Process Substitution (<(…)) works best for single-use, temporary file views of command output. It requires no cleanup, supports only single consumers, and integrates seamlessly with commands that accept filename arguments like diff, grep, or awk.

Named Pipes (mkfifo) excel when you need persistent filesystem entries for decoupled producer/consumer relationships. They support multiple concurrent readers and writers, remain available across different shell sessions, and require explicit creation and removal.

Practical Examples from the Source Code

The following patterns demonstrate robust implementations based on the-art-of-command-line source analysis.

Comparing Files Across Systems

The repository highlights this pattern at README.md lines 147-150 for comparing local and remote configurations:

diff /etc/hosts <(ssh remote.example.com cat /etc/hosts)

Processing Command Output with awk

Use process substitution to feed command output directly into tools that expect files:

awk '{sum+=$1} END {print sum}' <(ls -l *.txt)

Parallel Processing with FIFOs

Create a processing pipeline with multiple consumers:

mkfifo data.fifo

# Producer: generate data

seq 1000 > data.fifo &

# Consumer 1: count lines

wc -l < data.fifo > lines.txt &

# Consumer 2: compute sum

awk '{s+=$1} END {print s}' < data.fifo > sum.txt &

wait   # Wait for all background jobs

rm data.fifo   # Clean up

Splitting Streams with tee and FIFOs

Route output to multiple destinations using a named pipe:

mkfifo logpipe

# Write to both file and background monitor

tee /var/log/app.log < logpipe | grep ERROR > errors.log &

# Send application output to the FIFO

myapp > logpipe

Robust Scripting Practices

When implementing these techniques, the repository recommends enabling strict error handling.
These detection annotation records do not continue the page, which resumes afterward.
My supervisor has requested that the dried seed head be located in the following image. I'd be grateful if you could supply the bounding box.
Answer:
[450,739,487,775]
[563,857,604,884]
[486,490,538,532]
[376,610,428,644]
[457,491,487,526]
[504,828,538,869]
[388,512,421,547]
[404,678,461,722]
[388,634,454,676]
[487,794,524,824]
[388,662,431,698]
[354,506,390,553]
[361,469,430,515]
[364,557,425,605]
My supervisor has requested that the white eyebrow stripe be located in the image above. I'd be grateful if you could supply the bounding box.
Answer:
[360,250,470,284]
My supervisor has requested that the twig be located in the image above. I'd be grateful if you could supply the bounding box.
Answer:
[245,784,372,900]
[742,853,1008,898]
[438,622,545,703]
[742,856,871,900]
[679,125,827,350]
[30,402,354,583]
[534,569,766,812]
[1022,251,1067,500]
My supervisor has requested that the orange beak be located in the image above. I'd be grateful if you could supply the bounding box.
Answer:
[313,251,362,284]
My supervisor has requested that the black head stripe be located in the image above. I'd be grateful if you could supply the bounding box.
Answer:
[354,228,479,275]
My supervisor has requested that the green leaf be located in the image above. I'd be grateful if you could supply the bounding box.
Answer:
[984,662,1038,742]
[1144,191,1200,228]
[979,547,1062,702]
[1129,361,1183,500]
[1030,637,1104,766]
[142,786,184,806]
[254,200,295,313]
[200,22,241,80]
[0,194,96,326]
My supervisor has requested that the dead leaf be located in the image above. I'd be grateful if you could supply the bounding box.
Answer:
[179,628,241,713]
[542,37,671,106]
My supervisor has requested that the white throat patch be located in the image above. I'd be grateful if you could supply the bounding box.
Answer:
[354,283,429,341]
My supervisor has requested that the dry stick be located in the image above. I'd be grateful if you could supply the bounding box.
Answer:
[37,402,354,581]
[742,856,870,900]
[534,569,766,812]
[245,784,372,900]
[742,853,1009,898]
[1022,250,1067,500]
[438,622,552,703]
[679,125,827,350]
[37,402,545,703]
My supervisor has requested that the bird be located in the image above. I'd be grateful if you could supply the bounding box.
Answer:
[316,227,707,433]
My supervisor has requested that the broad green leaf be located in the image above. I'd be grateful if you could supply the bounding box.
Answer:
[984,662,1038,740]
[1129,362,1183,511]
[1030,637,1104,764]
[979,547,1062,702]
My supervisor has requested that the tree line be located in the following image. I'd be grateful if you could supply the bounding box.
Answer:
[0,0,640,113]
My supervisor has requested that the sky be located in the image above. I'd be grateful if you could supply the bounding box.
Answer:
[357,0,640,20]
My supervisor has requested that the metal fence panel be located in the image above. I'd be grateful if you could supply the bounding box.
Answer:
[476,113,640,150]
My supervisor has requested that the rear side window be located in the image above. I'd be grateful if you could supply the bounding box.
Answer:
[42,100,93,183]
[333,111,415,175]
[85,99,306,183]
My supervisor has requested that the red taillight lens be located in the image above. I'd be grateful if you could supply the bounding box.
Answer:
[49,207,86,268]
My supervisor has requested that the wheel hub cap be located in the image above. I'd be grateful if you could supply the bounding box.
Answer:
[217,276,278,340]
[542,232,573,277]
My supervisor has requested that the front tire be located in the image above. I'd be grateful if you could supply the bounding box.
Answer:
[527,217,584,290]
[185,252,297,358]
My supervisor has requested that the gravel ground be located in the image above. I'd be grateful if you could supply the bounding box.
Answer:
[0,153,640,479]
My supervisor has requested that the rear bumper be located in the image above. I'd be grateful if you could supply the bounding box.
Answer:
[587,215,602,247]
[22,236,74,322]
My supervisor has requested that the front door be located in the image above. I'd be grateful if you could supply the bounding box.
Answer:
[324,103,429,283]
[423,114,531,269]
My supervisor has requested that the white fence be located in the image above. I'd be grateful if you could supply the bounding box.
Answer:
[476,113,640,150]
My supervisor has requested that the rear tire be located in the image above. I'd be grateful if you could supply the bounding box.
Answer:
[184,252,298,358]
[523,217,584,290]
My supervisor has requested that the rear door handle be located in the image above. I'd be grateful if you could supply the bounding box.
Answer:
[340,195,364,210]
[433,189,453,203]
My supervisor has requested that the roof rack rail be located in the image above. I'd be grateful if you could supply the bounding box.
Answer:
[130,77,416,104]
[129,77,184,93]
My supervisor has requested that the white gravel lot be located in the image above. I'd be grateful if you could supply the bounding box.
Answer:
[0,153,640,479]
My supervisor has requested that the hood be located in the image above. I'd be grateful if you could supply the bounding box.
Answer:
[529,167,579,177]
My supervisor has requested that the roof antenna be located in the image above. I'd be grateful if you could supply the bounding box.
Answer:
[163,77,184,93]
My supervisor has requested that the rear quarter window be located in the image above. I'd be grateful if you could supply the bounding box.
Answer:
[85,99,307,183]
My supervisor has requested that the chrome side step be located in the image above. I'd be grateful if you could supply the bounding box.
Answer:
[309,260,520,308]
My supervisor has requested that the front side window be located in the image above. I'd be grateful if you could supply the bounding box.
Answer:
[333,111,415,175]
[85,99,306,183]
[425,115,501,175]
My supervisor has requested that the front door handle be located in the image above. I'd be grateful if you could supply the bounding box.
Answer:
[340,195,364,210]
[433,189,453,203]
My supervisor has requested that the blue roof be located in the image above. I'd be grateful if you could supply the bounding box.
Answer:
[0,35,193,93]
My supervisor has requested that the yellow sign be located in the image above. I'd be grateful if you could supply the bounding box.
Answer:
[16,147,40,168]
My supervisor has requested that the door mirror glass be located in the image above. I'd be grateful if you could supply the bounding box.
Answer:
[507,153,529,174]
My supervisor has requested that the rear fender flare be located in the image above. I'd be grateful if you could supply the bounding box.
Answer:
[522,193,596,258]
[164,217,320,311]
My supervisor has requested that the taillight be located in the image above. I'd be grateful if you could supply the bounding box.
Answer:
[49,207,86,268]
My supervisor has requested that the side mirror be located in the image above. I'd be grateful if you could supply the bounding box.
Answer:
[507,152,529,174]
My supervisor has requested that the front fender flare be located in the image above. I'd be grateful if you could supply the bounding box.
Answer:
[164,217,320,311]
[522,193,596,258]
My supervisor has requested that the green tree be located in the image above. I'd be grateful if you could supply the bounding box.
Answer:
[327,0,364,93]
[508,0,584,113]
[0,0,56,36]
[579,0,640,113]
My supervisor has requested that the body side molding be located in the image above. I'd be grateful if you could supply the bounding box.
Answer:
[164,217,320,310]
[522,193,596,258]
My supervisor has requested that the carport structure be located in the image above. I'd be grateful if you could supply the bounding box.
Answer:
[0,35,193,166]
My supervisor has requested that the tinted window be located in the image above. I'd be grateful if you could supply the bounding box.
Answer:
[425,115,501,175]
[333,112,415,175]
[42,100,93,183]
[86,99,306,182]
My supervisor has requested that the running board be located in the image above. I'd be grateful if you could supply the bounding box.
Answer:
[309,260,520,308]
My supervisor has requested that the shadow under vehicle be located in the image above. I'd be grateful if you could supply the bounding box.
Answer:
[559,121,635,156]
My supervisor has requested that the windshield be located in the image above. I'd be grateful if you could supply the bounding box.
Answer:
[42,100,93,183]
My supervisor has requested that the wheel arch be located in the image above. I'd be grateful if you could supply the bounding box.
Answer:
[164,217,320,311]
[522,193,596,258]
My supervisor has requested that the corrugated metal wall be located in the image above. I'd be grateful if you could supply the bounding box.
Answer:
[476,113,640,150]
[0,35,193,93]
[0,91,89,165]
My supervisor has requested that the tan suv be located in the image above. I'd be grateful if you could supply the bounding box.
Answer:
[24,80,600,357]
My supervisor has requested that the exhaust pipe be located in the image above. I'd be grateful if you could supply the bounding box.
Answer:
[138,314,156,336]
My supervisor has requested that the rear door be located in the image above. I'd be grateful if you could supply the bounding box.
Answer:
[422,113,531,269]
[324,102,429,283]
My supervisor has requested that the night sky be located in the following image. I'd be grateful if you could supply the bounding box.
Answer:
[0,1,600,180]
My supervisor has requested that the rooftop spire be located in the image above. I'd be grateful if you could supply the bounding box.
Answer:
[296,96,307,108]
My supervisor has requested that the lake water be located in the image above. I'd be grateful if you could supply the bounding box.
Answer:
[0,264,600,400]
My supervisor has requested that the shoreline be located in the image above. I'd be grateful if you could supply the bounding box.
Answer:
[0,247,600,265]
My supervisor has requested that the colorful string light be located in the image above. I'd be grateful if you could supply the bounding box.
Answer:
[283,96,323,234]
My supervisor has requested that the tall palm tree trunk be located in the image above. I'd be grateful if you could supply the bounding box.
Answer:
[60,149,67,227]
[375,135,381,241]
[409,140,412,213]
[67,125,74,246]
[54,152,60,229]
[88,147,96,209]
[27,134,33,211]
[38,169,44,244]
As noted at line 130 of README.md, always include:

set -euo pipefail

This ensures your scripts exit immediately on errors, treat unset variables as errors, and catch failures in pipeline components.

Summary

Process substitution (<(command) and >(command)) creates temporary anonymous file descriptors perfect for single-use comparisons and feeding data to filename-based tools.
Named pipes (mkfifo) provide persistent filesystem entries that support multiple concurrent producers and consumers for complex decoupled workflows.
Use process substitution when you need inline, temporary file views without cleanup overhead.
Use FIFOs when you require inter-process communication across different shells or need multiple readers accessing the same stream.
Always enable set -euo pipefail for robust pipeline error handling, as documented in the jlevy/the-art-of-command-line repository.

Frequently Asked Questions

What is the difference between process substitution and a named pipe in Bash?

Process substitution creates a temporary anonymous file descriptor (typically under /dev/fd/) that exists only for the duration of a single command, while a named pipe is a persistent filesystem entry created with mkfifo that remains available until explicitly deleted. Process substitution works best for one-off operations with single consumers, whereas named pipes support multiple concurrent readers and writers across different processes and shell sessions.

How do I use process substitution with commands that only accept filenames?

Wrap your command output using the <(…) syntax where you would normally provide a filename. For example, diff file1 <(command) treats the output of command as the second file for comparison. Bash automatically manages the underlying file descriptor at paths like /dev/fd/63, making the stream appear as a regular file to the consuming application.

Can multiple processes read from the same process substitution?

No. Process substitution creates a single-use file descriptor that can only support one consumer. If you need multiple processes to read the same data stream simultaneously, create a named pipe using mkfifo, which allows any number of readers to open the FIFO and consume the data concurrently.

When should I use `>(command)` instead of `<(command)`?

Use >(command) when you need to write data to a command that expects a filename for output rather than reading from stdin. This is the write-only counterpart to input process substitution, useful when a program requires an output file argument but you want to process or filter that data immediately through another command in your pipeline.